Volumn 10, Issue No. 1
January 2012

Supervision of Nurses: New CMS Rule for Hospital Outpatient Services

Did you know that many hospitals have special supervision requirements for their outpatient services – including nursing care?  Special requirements for “direct” supervision by physicians and other health care providers particularly affect nursing services, observation units, and critical access hospitals (CAHs).  ANA has advocated to rescind or improve these requirements, which can affect nurses’ ability to provide IV therapy, chemotherapy, and other nursing care in hospital outpatient and observation units.  The Centers for Medicare and Medicaid Services (CMS) recently issued a final rule maintaining the requirement, with minor changes. 

 In 2009, CMS fleshed out its policy (first described in 2000) that requires “direct” versus “general” supervision of outpatient therapeutic services in hospitals and provider-based departments.  The policy applies to services reimbursed through Medicare and Medicaid, which are delivered “incident to” physician services (i.e., performed by clinicians other than the billing provider.)  CMS policy for Medicare/Medicaid hospital outpatient departments is set through the annual Hospital Outpatient Prospective Payment System (OPPS) payment update rules and regulations. These apply to about 4,000 general and specialty hospitals, plus community mental health centers. 

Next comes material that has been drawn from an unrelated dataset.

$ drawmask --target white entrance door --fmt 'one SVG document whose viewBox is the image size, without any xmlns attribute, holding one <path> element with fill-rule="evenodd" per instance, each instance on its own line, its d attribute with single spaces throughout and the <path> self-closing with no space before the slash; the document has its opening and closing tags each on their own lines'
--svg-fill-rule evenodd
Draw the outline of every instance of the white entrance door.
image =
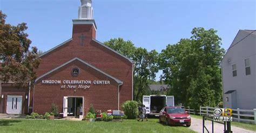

The initial requirements were overly broad and restrictive.  After strong objections from ANA and other leading health care groups, CMS made several major revisions:

1.  Direct supervision of most outpatient services can be provided by certain nonphysician practitioners, including nurse practitioners, clinical nurse specialists, and certified nurse midwives.  However, diagnostic services and cardiac and pulmonary rehabilitation must be supervised by a medical doctor or doctor of osteopathy.    

2.  Supervising practitioners must be “immediately available,” without specifying a particular location or proximity. 

3.  CAHs were specifically made subject to the supervision requirements, but temporarily exempted from their enforcement. 

4.  CMS created a new category of “nonsurgical extended duration therapeutic services” which require direct supervision only at the beginning.  

ANA expressed to CMS that nursing care includes many uniquely nursing interventions, already subject to nursing scope of practice rules, licensure, and ethical standards, and supervised by nursing management.  ANA comments regarding the 2012 proposed rule urged CMS to rescind the requirements, which “create an unnecessary layer of supervision which is not required in current accepted practice, ignore the levels of professionalism of the therapy provider, and impose an undue administrative and clinical burden for hospitals and other health care providers.”  

CMS’s new OPPS final rule for 2012 appeared in the Federal Register on November 30, 2011, with final regulations codified at 42 CFR 410.27.  Direct supervision continues to be the norm, but “Certain therapeutic services and supplies may be assigned either general supervision or personal supervision.”  “Nonsurgical extended duration therapeutic services (extended duration services)” are defined as services which “can last a significant period of time, have a substantial monitoring component that is typically performed by auxiliary personnel, have a low risk of requiring the physician’s or appropriate nonphysician practitioner’s immediate availability after the initiation of the service, and are not primarily surgical nature.”  These are subject to direct supervision at initiation, “which may be followed by general supervision at the discretion of the supervising physician or the appropriate nonphysician practitioner.” 

CMS also designated the Federal Advisory Panel on Ambulatory Payment Classification Groups to consider requests to clarify which level of supervision is required for particular services – including possibly a higher level of “personal” supervision.  The criteria for review are:  a) complexity of the service; b) acuity of the patients receiving it; c) probability of unexpected or adverse events; and d) expectation of rapid clinical changes.  Though this panel includes physicians and one RN with clinical expertise, its main function is setting reimbursement for outpatient services.  ANA expressed reservations about the panel’s expertise for considering the appropriate level of supervision for nursing care and interventions, and we plan to stay vigilant regarding this panel’s actions.  CMS plans to post preliminary decisions on the OPPS website and allow 30 days for public review and comment, and make final decisions within 60 days, to be published in July and January. 

CMS also extended the exemption for CAHs and small rural hospitals with up to 100 beds for another year.  For more detailed information please refer to the CMS fact sheet about the 2012 final OPPS rule.